Eternal sunshine, volcanic baths and frozen landscapes, Iceland is a captivating and other-worldly place. It’s this weird and wonderful landscape that’s shaped most of the Icelandic culture, created quirky customs and inspired many of the island’s popular traditions, from summer solstice gatherings to rejuvenating in thermal lagoons.

Icelanders are fiercely protective and proud of their history and this is shown through their passionate storytelling, iconic festivals and countless heritage museums that keep all the enthralling stories and traditions alive.

Read on to discover our top six fascinating customs and traditions of Icelandic culture:

1. Geothermal Bathing



Bathing in volcanically heated water whilst surrounded by artic snow is an Icelandic tradition dating back to the Vikings. Today, Icelanders and tourists from around the world still flock to the country’s natural hot springs and geothermal lagoons, such as the beautiful Blue Lagoon and Mývatn Nature Baths, for a warm and soothing haven from the crisp Icelandic air.

Not only is this a blissfully relaxing experience, but the springs’ high levels of silicates and minerals are amazing for your skin.

blue lagoon iceland bioeffect Source: Heather R

2. Thirteen Santas



The Christmas holidays are rich in Icelandic customs and traditions, making it an enchanting time to visit Iceland. Aside from all the magical snow, festive feasts and spectacular decorations, Iceland has not one, but thirteen Santas. The Yule Lads, as the residents call them, are descended from trolls and live in the mountains. They travel down, one by one, from December 12th till Christmas Eve to bring children small gifts.

How lovely? Maybe not... Ancient folklore states the Yule Lads were originally incredibly mischievous, stole from the village people and played tricks on them – oh dear!

3. Extraordinary Seafood



The Icelandic diet is one of the healthiest in the world, mainly due to the island’s abundant fish and seafood from its pure, clean shorelines and rivers. As well as the usual salmon and trout, eating fermented shark (Hákarl) and fish jerky (Harðfiskur) are part of the Icelandic culture and history. Why? In the past, inhabitants had to be creative with food sources and ensure nothing went to waste due to the island’s isolation and lack of diverse food sources.

Harðfiskur Source: Richard Eriksson

4. Icelandic Sagas



Through storytelling and literature, the illustrious Sagas ensure Icelandic customs and traditions stay alive in the hearts of Icelanders today. Passed down orally through the tenth and eleventh centuries, the Sagas were committed to paper in the thirteenth or fourteenth centuries and chronical Old Norse history, religion and thought.

Today, the stories continue through the island’s museums, festivals, walking trails and activities which offer an enjoyable and exciting way for young Icelanders and tourists to learn about Iceland’s impressive history.

5. Midnight Sun



Summer solstice may be celebrated all over the world, however, Icelanders do it best as their sun lingers until after midnight.
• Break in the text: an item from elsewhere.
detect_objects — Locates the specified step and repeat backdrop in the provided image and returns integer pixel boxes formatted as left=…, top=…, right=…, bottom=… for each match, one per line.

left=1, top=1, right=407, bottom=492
Gathering at the sun’s peak has been an Icelandic tradition ever since the Nordic seafarers met up at midsummer to discuss legal matters, visit wells with healing powers and build huge bonfires.

Today, music events, Viking festivals and epic feasts are a popular way for residents and tourists to enjoy the miraculous midnight sunshine.

midnight sun iceland Source: Hafsteinn Robertsson

6. First Name Basis



When visiting Iceland it’s custom to address everyone by the first name. Why? Because there are technically no surnames or family names in Iceland. Last names are pretty irrelevant as they simply state they are the son or daughter of their mother or father. For example, Eidsdottir means daughter (dottir) of Eid. So everyone you meet, feel free to call them by their first name – even the President!